Genomic DNA sequence.

Data and Statistical Analysis

Three separate challenges were conducted using chickens from a different flock for each trial and 23 to 26 birds were used for each group per experiment. A total of 72 birds were on the control diet and 74 birds were on the diet supplemented with the microencapsulated blend of organic acids and botanicals. The data from the three challenge trials were combined for statistical analysis and presentation. With the exception of the kinome data, all analyses were performed using Microsoft Excel for Mac version 16.50. Weight, mortality, and cytokine mRNA expression were analyzed using a Student t test while lesion scores were analyzed using the F-test 2-sample for variances. Significance was considered at P ≤ 0.05.

Kinome array images were gridded using GenePix Pro software (Molecular Devices, San Jose, CA), and the spot intensity signal was collected as the mean of pixel intensity using local feature background intensity calculation with scanner 50% gain level. The data was then analyzed using the Platform for Intelligent Integrated Kinome Analysis (PIIKA2) peptide array analysis software as previously described (Trost et al., 2013). Using the normalized data set, comparisons between treatment and control groups were performed, calculating fold-change and a significance P-value. The P value is calculated by conducting a one-sided paired t test between treatment and control values for a given peptide which allows for a statistically robust analysis. The resulting data was imported in Search Tool for the Retrieval of Interacting Genes/Proteins (STRING) and Kyoto Encyclopedia of Genes and Genomes (KEGG) databases to pinpoint changes in protein–protein interactions and signal transduction pathways as previously described (Hashim et al., 2018).

RESULTS

Necrotic Enteritis Challenge Model

Day-old chicks were assigned to one of 2 groups (23–26 chicks/group): control diet without supplementation or a diet supplemented with 500 g/MT of a microencapsulated blend of organic acids and botanicals. Both groups were evaluated in a laboratory model for NE (n = 3 separate trials [n = 72 total chicks on the control diet; n = 74 total chicks on the supplemented diet]). At the conclusion of each experimental trial, birds were weighed and each chick was scored for intestinal lesions representative of NE. Additionally, mortality was recorded in both groups over the duration of the study.
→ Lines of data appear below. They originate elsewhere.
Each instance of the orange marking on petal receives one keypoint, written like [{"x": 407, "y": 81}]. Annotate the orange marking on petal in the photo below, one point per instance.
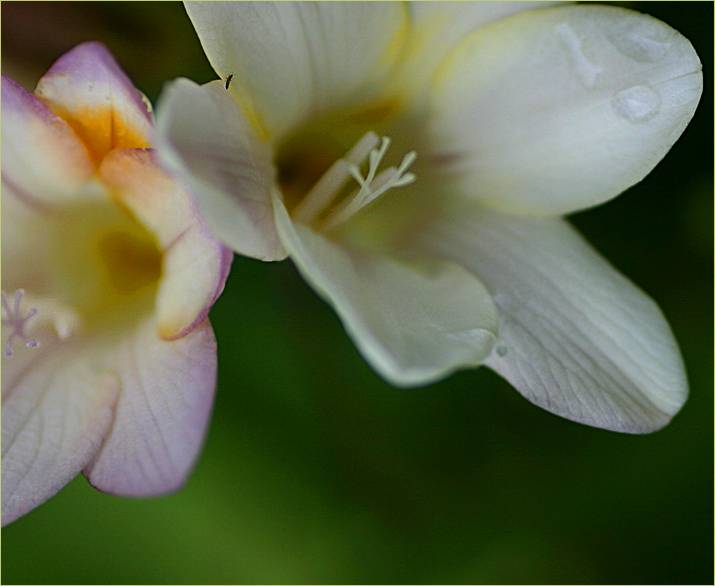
[{"x": 102, "y": 129}]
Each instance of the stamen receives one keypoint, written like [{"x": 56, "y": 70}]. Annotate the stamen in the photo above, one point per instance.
[
  {"x": 12, "y": 317},
  {"x": 372, "y": 187},
  {"x": 329, "y": 185}
]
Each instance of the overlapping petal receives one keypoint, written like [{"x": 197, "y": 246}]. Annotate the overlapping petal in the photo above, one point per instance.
[
  {"x": 295, "y": 58},
  {"x": 195, "y": 265},
  {"x": 204, "y": 137},
  {"x": 89, "y": 90},
  {"x": 576, "y": 337},
  {"x": 167, "y": 390},
  {"x": 413, "y": 322},
  {"x": 437, "y": 28},
  {"x": 554, "y": 110}
]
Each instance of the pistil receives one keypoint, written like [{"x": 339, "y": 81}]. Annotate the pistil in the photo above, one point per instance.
[
  {"x": 12, "y": 317},
  {"x": 372, "y": 185}
]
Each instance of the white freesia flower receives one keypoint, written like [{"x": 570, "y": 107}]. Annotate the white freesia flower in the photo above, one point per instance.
[{"x": 413, "y": 161}]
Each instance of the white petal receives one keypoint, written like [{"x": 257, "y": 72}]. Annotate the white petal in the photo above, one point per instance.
[
  {"x": 206, "y": 140},
  {"x": 554, "y": 110},
  {"x": 576, "y": 337},
  {"x": 413, "y": 323},
  {"x": 166, "y": 397},
  {"x": 437, "y": 28},
  {"x": 55, "y": 414},
  {"x": 297, "y": 57}
]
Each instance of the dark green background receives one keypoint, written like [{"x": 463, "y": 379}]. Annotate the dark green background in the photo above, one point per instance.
[{"x": 315, "y": 470}]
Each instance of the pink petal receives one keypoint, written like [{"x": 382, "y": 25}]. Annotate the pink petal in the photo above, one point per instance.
[
  {"x": 162, "y": 413},
  {"x": 55, "y": 413},
  {"x": 87, "y": 88},
  {"x": 43, "y": 160},
  {"x": 195, "y": 265}
]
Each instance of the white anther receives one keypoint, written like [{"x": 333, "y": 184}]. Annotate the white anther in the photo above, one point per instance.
[
  {"x": 372, "y": 187},
  {"x": 12, "y": 317},
  {"x": 329, "y": 185}
]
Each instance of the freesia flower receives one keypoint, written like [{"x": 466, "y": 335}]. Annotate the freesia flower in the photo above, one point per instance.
[
  {"x": 414, "y": 162},
  {"x": 108, "y": 273}
]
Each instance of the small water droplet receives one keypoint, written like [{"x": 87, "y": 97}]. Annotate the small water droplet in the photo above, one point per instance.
[
  {"x": 642, "y": 43},
  {"x": 636, "y": 104},
  {"x": 586, "y": 71}
]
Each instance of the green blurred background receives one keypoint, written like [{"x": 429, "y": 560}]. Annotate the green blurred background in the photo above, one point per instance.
[{"x": 315, "y": 470}]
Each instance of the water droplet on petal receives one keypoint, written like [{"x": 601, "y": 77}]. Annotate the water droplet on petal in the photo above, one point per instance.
[
  {"x": 636, "y": 104},
  {"x": 642, "y": 43}
]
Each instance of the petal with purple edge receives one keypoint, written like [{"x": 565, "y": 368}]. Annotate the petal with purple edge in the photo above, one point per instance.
[
  {"x": 87, "y": 88},
  {"x": 43, "y": 160},
  {"x": 575, "y": 336},
  {"x": 167, "y": 391},
  {"x": 204, "y": 137},
  {"x": 195, "y": 265},
  {"x": 413, "y": 321},
  {"x": 54, "y": 417}
]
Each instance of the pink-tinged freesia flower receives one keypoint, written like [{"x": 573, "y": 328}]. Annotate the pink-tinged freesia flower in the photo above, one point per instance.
[
  {"x": 443, "y": 248},
  {"x": 108, "y": 274}
]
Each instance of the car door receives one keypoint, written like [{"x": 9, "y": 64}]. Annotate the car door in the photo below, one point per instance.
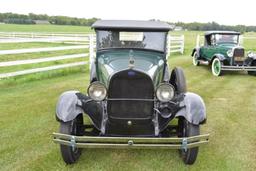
[{"x": 209, "y": 48}]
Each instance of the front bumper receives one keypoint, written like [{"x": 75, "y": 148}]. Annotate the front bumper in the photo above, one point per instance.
[
  {"x": 238, "y": 68},
  {"x": 130, "y": 142}
]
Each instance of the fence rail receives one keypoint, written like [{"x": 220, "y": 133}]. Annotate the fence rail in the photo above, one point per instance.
[{"x": 175, "y": 44}]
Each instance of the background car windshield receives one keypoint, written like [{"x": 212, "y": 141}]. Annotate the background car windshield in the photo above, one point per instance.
[
  {"x": 124, "y": 39},
  {"x": 226, "y": 38}
]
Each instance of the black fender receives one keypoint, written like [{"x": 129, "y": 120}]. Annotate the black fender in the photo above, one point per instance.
[
  {"x": 197, "y": 50},
  {"x": 73, "y": 103},
  {"x": 221, "y": 57},
  {"x": 194, "y": 110},
  {"x": 93, "y": 74}
]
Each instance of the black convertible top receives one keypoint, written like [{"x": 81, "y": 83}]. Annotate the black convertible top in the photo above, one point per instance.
[
  {"x": 220, "y": 32},
  {"x": 131, "y": 25}
]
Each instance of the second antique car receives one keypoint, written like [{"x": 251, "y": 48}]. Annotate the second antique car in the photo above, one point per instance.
[
  {"x": 222, "y": 51},
  {"x": 132, "y": 98}
]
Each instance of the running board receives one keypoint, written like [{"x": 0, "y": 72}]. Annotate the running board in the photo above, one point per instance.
[{"x": 238, "y": 68}]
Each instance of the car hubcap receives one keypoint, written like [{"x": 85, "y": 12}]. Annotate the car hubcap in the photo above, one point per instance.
[{"x": 216, "y": 67}]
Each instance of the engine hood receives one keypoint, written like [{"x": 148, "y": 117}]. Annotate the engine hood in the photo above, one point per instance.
[
  {"x": 112, "y": 61},
  {"x": 229, "y": 46}
]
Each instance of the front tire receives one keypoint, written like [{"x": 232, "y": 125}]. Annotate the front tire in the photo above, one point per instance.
[
  {"x": 216, "y": 67},
  {"x": 252, "y": 72},
  {"x": 69, "y": 154},
  {"x": 178, "y": 80},
  {"x": 187, "y": 129},
  {"x": 195, "y": 60}
]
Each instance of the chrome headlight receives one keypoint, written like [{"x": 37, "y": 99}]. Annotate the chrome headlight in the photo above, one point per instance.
[
  {"x": 165, "y": 92},
  {"x": 97, "y": 91},
  {"x": 230, "y": 53},
  {"x": 250, "y": 54}
]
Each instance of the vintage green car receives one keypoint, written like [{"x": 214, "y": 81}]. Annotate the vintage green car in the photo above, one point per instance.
[
  {"x": 132, "y": 97},
  {"x": 222, "y": 51}
]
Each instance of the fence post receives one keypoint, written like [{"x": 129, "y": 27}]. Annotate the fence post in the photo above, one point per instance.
[
  {"x": 168, "y": 46},
  {"x": 198, "y": 41},
  {"x": 183, "y": 44},
  {"x": 241, "y": 40},
  {"x": 91, "y": 52}
]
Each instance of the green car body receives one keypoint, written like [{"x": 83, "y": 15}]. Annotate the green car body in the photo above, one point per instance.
[
  {"x": 222, "y": 51},
  {"x": 132, "y": 98}
]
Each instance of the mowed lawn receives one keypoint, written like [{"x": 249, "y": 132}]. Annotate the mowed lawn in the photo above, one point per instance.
[{"x": 27, "y": 108}]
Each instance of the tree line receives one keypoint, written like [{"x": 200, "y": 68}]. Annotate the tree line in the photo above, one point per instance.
[
  {"x": 64, "y": 20},
  {"x": 214, "y": 26},
  {"x": 31, "y": 18}
]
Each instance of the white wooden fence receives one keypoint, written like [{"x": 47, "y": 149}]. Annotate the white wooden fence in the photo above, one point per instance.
[{"x": 175, "y": 44}]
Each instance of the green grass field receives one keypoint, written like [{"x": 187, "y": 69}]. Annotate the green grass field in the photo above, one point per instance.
[{"x": 27, "y": 105}]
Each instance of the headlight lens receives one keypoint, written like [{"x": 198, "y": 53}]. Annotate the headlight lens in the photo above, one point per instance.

  • Weights: There were no differences in chick weights at placement (control = 44.0 g; supplement = 43.7 g; data not shown). At termination, group weights were measured, and the supplement-fed chicks tended to be numerically heavier than the chicks on the control diet (848.6 ± 26.6 g and 796.2 ± 3.8 g, respectively), but the difference was not statistically significant (Table 2; P = 0.19).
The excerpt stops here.